A woman accused of helping to arm a former neighbor who ambushed firefighters at his burning home doesn’t deny buying two guns but is not guilty of the charge, her lawyer said following her arraignment Monday.

Dawn Nguyen, 24, pleaded not guilty to a three-count grand jury indictment charging her with lying on a form while buying a rifle and shotgun, transferring the guns to a known felon, William Spengler Jr., and possessing guns while being a marijuana user.

Spengler killed himself Dec. 24 after fatally shooting two firefighters and wounding two others and a police officer as they arrived at a fire he had set at his home in the town of Webster.

“She definitely bought the guns. Without a doubt, she bought the guns,” lawyer Matthew Parrinello said outside U.S. District Court after the arraignment. Nguyen, who is free on bail, stood silently at his side. “The question going forward is, are they going to be able to prove their case beyond a reasonable doubt? Did it happen the way the public thinks it happened? It did not, definitely.”

Assistant U.S. Attorney Bret Puscheck said the government intends to use a statement made by Nguyen the day of the shooting in which she told police that she purchased the guns in 2010 but that they were later stolen.

Parrinello, without elaborating, said the statement could help his case. He also expressed doubt Nguyen could receive a fair trial in Rochester and indicated he may seek a change of venue.

Three members of the Webster and West Webster Fire Departments were in court for the hearing.

“It’s our intent to let the defense know that we’re going to see to it that this doesn’t go under the radar,” West Webster Fire District Commissioner Tom Link said afterward. “We’re going to be there every step of the way through the whole court hearing.”

Nearby on the courthouse plaza, Sam Paris, of Penfield, carried a hand-lettered sign listing the names of Spengler’s victims. He said he was there to show support for the first responders and for the prosecution of Nguyen.

“We lost two great guys,” Paris said. He said he had met Michael Chiapperini, who was killed along with Tomasz Kaczowka.

The wounded men, he added, “are scarred for life.”
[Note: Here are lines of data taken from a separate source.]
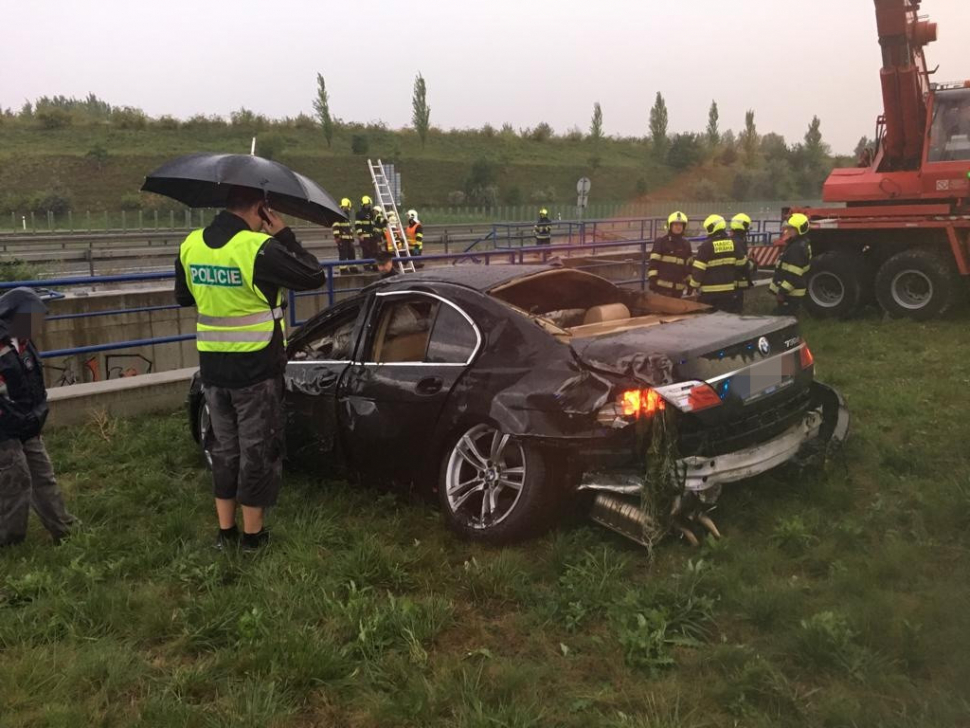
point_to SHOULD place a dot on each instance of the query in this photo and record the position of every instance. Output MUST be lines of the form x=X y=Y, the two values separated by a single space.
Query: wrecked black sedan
x=509 y=389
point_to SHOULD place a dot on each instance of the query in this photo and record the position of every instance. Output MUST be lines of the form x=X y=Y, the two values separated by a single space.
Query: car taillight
x=690 y=396
x=806 y=357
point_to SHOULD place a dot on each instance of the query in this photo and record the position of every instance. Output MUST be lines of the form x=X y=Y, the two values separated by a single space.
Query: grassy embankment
x=834 y=600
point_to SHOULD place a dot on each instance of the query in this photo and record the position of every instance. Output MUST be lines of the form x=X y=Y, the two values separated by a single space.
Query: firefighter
x=343 y=235
x=717 y=267
x=543 y=228
x=364 y=227
x=670 y=259
x=380 y=227
x=415 y=233
x=740 y=227
x=234 y=273
x=791 y=270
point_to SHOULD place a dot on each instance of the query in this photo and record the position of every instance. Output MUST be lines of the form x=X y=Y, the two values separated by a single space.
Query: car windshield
x=950 y=131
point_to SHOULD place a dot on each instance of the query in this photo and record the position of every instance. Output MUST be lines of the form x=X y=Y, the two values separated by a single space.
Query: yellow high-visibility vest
x=233 y=315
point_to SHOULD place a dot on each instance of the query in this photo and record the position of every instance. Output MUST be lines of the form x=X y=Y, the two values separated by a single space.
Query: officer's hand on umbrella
x=272 y=223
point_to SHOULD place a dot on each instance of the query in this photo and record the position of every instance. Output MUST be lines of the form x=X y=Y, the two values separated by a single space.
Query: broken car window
x=403 y=330
x=453 y=339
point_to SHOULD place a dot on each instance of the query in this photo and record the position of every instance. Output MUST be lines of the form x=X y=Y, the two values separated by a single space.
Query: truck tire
x=838 y=285
x=916 y=283
x=493 y=487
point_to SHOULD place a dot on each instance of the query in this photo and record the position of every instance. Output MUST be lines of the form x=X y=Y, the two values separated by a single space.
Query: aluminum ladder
x=384 y=197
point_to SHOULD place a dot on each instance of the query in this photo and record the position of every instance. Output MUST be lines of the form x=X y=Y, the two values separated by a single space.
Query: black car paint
x=522 y=379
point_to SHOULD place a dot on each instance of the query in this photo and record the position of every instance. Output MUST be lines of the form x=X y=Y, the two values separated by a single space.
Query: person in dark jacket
x=234 y=272
x=788 y=285
x=670 y=259
x=717 y=268
x=26 y=474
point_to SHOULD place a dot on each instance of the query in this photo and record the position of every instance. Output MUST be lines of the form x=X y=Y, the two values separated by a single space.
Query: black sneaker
x=227 y=537
x=255 y=541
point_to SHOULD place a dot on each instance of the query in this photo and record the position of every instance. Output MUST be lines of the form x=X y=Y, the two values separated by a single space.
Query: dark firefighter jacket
x=415 y=233
x=343 y=231
x=669 y=265
x=750 y=268
x=717 y=268
x=23 y=396
x=364 y=225
x=543 y=231
x=281 y=263
x=792 y=268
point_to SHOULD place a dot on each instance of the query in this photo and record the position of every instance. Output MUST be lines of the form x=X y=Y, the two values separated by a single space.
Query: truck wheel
x=916 y=283
x=837 y=285
x=492 y=486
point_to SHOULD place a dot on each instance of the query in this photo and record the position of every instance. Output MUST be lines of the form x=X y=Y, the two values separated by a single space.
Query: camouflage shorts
x=245 y=441
x=27 y=481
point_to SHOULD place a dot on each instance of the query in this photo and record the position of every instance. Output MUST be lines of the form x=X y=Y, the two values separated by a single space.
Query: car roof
x=475 y=276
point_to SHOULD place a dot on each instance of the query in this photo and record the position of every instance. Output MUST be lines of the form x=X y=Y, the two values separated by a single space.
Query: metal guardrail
x=510 y=255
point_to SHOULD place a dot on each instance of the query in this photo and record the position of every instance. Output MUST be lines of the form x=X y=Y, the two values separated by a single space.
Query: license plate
x=764 y=378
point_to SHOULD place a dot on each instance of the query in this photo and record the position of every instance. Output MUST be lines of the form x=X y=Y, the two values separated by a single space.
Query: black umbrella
x=204 y=180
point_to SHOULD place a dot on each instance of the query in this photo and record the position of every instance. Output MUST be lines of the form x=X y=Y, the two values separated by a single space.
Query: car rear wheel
x=492 y=486
x=918 y=284
x=838 y=285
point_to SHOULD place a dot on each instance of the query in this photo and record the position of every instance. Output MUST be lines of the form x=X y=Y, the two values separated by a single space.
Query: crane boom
x=905 y=81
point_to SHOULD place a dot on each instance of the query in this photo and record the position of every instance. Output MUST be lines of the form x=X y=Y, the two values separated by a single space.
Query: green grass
x=33 y=160
x=837 y=598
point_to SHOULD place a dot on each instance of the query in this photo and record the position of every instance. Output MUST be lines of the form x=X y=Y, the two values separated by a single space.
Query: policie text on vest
x=215 y=275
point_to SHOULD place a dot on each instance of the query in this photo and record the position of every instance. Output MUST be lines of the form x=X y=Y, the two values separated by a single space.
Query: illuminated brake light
x=805 y=354
x=702 y=397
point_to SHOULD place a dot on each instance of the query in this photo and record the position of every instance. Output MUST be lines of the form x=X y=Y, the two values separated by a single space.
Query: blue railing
x=510 y=255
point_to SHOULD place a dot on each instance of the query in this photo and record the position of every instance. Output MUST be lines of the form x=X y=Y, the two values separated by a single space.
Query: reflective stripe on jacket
x=415 y=233
x=669 y=264
x=233 y=314
x=718 y=267
x=792 y=268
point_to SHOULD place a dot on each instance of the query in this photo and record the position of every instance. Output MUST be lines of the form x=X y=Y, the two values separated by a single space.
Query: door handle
x=430 y=385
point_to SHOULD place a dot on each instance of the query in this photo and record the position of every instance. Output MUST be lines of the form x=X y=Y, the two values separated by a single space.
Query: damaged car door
x=417 y=347
x=319 y=357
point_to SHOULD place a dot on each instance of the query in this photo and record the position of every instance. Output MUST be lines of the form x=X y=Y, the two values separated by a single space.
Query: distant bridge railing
x=637 y=248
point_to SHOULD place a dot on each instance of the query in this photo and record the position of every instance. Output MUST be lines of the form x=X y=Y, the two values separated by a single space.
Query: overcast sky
x=493 y=61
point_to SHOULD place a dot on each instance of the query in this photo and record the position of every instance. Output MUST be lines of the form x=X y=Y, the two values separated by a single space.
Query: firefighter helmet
x=741 y=222
x=714 y=224
x=677 y=217
x=799 y=222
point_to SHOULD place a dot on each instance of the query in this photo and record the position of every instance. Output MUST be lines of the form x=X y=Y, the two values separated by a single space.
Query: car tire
x=838 y=285
x=918 y=284
x=493 y=487
x=204 y=423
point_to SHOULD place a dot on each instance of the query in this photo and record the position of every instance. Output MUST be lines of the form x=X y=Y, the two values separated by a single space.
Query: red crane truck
x=903 y=234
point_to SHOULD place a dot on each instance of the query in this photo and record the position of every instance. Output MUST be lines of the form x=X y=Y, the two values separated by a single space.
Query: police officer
x=415 y=233
x=343 y=234
x=740 y=227
x=670 y=259
x=364 y=227
x=234 y=272
x=717 y=267
x=26 y=474
x=543 y=228
x=791 y=270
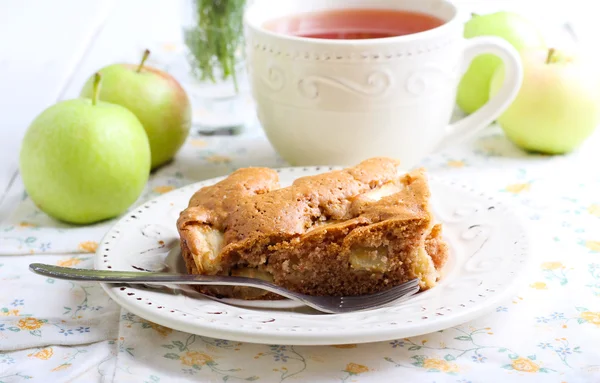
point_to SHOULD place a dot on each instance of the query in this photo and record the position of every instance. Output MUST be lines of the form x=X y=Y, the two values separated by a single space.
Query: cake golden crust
x=347 y=232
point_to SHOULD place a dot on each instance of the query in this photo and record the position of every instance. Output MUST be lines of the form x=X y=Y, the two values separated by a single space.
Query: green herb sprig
x=215 y=41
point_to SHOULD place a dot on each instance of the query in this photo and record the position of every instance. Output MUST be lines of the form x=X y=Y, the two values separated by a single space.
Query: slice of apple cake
x=354 y=231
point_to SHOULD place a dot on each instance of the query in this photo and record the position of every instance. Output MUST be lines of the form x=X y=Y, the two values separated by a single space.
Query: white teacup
x=325 y=101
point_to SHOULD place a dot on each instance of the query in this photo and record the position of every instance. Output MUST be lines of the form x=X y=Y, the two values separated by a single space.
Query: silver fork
x=327 y=304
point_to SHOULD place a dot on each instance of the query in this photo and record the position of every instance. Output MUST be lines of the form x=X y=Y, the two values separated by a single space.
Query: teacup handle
x=468 y=126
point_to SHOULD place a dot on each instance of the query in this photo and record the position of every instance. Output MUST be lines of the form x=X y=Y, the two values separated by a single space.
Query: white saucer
x=489 y=255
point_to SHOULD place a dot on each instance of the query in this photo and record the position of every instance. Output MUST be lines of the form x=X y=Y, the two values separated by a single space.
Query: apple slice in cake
x=354 y=231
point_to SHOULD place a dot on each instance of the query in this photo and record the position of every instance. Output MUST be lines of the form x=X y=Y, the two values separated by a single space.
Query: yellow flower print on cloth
x=440 y=365
x=30 y=324
x=591 y=317
x=435 y=364
x=162 y=189
x=162 y=330
x=195 y=358
x=43 y=354
x=88 y=246
x=355 y=368
x=525 y=364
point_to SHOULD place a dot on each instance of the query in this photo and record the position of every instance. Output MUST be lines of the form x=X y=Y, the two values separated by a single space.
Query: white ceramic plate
x=489 y=255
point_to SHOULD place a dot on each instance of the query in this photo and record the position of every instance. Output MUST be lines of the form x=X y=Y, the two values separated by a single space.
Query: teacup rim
x=259 y=27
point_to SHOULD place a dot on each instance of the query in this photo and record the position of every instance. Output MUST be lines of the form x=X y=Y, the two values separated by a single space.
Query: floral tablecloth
x=58 y=331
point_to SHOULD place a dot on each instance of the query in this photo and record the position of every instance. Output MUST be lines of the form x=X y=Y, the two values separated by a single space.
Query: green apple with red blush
x=558 y=105
x=157 y=100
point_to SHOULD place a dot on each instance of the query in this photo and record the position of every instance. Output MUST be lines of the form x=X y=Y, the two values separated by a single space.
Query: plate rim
x=315 y=339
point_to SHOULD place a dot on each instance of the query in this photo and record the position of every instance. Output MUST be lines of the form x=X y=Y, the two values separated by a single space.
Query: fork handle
x=110 y=276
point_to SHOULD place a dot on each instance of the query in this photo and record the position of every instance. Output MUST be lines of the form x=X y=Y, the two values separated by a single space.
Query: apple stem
x=96 y=89
x=550 y=54
x=144 y=58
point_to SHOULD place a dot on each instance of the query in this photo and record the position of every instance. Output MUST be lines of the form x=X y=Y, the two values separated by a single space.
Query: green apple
x=558 y=105
x=474 y=87
x=84 y=161
x=155 y=97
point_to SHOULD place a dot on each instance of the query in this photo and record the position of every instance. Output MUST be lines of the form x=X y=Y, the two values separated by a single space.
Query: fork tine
x=405 y=291
x=353 y=308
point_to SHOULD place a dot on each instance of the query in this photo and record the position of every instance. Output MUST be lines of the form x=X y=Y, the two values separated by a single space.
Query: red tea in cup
x=354 y=24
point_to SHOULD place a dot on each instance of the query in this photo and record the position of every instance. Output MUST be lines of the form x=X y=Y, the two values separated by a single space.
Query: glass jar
x=215 y=76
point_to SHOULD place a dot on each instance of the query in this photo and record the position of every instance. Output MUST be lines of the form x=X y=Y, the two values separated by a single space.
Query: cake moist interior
x=354 y=231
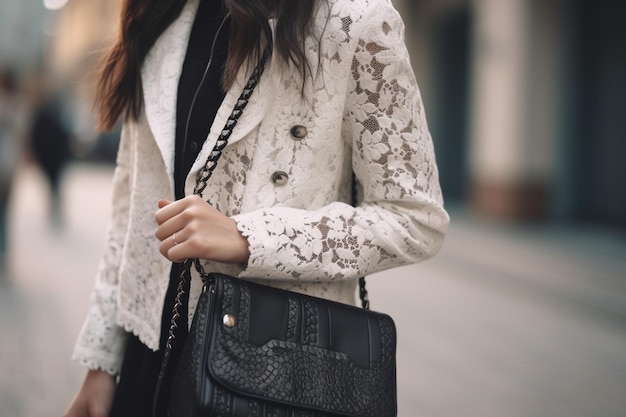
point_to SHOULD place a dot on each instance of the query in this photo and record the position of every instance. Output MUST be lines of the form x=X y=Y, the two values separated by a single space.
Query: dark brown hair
x=119 y=92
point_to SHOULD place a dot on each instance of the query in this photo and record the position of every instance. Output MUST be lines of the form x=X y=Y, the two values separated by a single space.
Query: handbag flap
x=302 y=351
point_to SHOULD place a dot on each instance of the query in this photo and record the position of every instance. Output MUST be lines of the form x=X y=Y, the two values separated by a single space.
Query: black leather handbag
x=257 y=351
x=260 y=351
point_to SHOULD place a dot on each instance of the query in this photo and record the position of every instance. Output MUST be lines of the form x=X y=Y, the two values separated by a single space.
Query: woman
x=337 y=97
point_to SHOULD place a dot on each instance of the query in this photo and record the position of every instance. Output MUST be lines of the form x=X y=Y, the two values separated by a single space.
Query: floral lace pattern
x=360 y=113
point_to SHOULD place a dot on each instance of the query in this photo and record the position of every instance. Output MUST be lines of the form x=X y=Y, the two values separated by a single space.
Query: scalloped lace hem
x=133 y=325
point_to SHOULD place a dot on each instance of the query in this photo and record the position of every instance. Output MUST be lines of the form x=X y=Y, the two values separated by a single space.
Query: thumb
x=162 y=203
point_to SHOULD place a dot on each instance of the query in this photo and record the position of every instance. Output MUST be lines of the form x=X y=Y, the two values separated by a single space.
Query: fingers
x=192 y=228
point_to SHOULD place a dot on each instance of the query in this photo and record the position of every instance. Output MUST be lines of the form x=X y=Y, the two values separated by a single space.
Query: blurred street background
x=523 y=313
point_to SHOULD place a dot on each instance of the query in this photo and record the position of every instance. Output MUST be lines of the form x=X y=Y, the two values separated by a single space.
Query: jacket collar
x=160 y=74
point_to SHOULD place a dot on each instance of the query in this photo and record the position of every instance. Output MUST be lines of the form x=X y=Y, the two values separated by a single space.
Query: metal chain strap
x=201 y=183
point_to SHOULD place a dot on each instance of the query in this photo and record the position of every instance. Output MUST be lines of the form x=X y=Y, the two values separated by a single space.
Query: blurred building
x=527 y=104
x=526 y=99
The indictment charges Nguyen with falsely stating on a federal form that she would be the owner of the Bushmaster .223-caliber semiautomatic rifle and Mossberg 12-gauge shotgun she purchased at a Gander Mountain store in June 2010. She also is charged with selling or disposing of the guns to a known felon and of possessing firearms while being an unlawful user of marijuana.

Each charge carries a maximum prison term of 10 years and a fine of as much as $250,000.

Spengler had been released from prison in 1996 after serving 17 years for killing his grandmother with a hammer. As a convicted felon, he was barred from possessing weapons.

After his death, investigators found a rambling, typed letter laying out Spengler’s intention to destroy his neighborhood and “do what I like doing best, killing people.”

Remains believed to be those of his 67-year-old sister, Cheryl Spengler, also were found in the burned-out home the two had shared.

Nguyen is due back in federal court May 23 for a motions hearing. She also faces a state charge of falsifying a business record.